Damn this man. Not this sermon again, thought Ginger. In Jackson’s eyes, his mother epitomized the perfect woman. Whether it was cooking, cleaning, washing, or rearing the kids, Ginger could never quite measure up to his mother’s legacy. Hattie B. Montgomery was a living legend.

“Yes, that woman was the first person up in the morning and the last one to go to sleep at night.”

“Stop it, Jackson. I’ll never measure up to your mother’s standards. And quite frankly I’m getting a little tired of trying,” said Ginger adamantly.

“I’ve never tried to compare you to my mother!”

“ ’Cause you don’t even know that you’re doing it. But you
do
do it.”

“That’s your opinion.”

“It’s a fact, Jackson. Unconsciously you’ve done it since we’ve been married.”

“Why should I —”

“So I can work harder. Turn flips to constantly be better, satisfying your every whim, because that’s what your mother did for your father.”

“You’re taking my admiration for my mother totally out of context.”

“You know, Jackson, most men secretly want to marry a woman who mirrors their mother. I can respect that.
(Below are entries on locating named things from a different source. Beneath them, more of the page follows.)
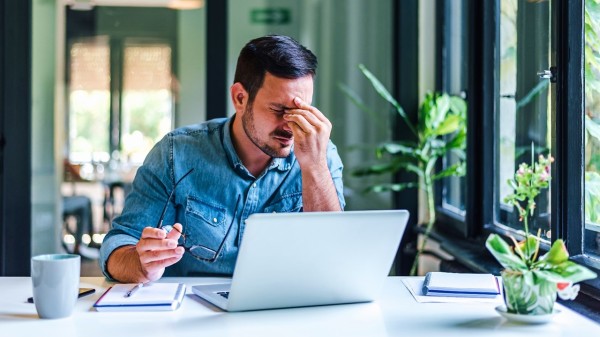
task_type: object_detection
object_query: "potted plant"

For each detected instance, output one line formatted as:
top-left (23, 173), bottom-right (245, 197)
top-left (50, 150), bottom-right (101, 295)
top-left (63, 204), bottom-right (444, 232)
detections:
top-left (486, 151), bottom-right (596, 315)
top-left (342, 64), bottom-right (467, 275)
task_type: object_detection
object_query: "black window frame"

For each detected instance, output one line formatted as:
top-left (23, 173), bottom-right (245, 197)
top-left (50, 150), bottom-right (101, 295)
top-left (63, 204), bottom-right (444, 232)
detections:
top-left (426, 0), bottom-right (600, 306)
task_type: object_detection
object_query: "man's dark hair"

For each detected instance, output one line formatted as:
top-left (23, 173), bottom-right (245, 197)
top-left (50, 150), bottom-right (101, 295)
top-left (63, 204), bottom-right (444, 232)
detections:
top-left (233, 35), bottom-right (317, 105)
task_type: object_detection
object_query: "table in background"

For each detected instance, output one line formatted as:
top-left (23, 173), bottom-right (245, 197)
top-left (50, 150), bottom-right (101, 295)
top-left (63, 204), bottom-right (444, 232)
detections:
top-left (0, 277), bottom-right (600, 337)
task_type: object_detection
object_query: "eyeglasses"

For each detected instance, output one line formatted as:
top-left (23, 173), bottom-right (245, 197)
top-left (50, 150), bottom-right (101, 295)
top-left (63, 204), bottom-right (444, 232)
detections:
top-left (156, 169), bottom-right (240, 263)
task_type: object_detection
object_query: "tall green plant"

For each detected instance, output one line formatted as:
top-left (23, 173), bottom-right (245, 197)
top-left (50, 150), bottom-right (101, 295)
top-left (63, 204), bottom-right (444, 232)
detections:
top-left (342, 64), bottom-right (467, 275)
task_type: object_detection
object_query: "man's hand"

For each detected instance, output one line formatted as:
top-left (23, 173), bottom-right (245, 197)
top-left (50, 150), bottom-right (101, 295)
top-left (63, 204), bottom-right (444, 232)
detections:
top-left (135, 223), bottom-right (184, 281)
top-left (283, 97), bottom-right (331, 171)
top-left (107, 224), bottom-right (185, 283)
top-left (283, 97), bottom-right (341, 212)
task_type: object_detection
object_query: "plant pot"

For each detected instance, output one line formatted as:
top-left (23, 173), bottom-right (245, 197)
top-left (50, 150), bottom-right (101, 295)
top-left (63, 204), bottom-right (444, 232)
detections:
top-left (501, 269), bottom-right (557, 315)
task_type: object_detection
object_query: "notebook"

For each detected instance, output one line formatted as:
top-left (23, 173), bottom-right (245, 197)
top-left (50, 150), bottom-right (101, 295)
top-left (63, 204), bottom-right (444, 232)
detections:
top-left (423, 272), bottom-right (500, 298)
top-left (192, 210), bottom-right (409, 311)
top-left (94, 283), bottom-right (185, 311)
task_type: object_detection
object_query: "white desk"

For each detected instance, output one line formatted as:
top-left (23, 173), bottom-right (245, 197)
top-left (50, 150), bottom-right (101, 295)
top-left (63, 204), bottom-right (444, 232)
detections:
top-left (0, 277), bottom-right (600, 337)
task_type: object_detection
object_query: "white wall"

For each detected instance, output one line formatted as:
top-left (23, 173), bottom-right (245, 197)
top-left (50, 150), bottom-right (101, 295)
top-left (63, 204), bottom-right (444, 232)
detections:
top-left (31, 0), bottom-right (62, 255)
top-left (175, 8), bottom-right (206, 127)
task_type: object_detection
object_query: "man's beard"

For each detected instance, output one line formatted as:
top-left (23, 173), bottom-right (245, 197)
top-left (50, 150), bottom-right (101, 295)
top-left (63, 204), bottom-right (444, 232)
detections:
top-left (242, 105), bottom-right (293, 158)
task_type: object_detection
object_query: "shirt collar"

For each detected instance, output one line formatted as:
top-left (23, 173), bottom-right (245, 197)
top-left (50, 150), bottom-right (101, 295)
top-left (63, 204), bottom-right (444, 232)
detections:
top-left (223, 114), bottom-right (296, 171)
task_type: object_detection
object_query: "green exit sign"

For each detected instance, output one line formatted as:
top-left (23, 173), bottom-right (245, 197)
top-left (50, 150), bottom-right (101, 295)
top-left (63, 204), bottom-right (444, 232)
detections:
top-left (250, 8), bottom-right (291, 25)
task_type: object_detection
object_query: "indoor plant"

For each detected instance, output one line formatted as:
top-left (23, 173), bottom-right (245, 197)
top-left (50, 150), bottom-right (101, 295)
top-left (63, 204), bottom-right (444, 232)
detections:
top-left (486, 150), bottom-right (596, 315)
top-left (342, 64), bottom-right (467, 275)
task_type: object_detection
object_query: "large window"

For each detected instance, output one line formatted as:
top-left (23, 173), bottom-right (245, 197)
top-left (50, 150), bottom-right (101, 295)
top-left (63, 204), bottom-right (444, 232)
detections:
top-left (438, 0), bottom-right (469, 218)
top-left (495, 0), bottom-right (553, 241)
top-left (582, 0), bottom-right (600, 257)
top-left (65, 7), bottom-right (178, 180)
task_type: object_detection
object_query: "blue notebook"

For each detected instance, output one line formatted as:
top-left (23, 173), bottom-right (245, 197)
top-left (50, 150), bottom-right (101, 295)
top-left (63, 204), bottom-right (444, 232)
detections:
top-left (94, 283), bottom-right (185, 311)
top-left (423, 272), bottom-right (500, 298)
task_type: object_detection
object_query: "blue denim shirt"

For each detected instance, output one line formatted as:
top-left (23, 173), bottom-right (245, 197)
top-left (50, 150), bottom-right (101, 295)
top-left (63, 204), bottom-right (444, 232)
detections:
top-left (99, 117), bottom-right (345, 279)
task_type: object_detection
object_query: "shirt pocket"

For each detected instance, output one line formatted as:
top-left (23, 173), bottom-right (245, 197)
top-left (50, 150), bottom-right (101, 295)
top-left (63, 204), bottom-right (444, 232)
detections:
top-left (183, 196), bottom-right (229, 250)
top-left (264, 192), bottom-right (302, 213)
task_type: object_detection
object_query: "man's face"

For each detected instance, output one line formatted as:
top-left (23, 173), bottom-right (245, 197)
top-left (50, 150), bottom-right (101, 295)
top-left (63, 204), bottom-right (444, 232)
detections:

But I’d also like to be respected for doing the best I can. This is the nineties, not the fifties. Times have changed.”

“You’re right, baby,” he said, wrapping a protective arm around her shoulder.

Ginger pulled away. She wasn’t buying his concession, because she knew before the month was out they’d be having this same conversation again. “Jackson, I’ve told you on numerous occasions that I’m not your mother. I will never be your mother. I resent your constant comparisons, always making me fall at least five steps short,” said Ginger, staring up at him in defiance.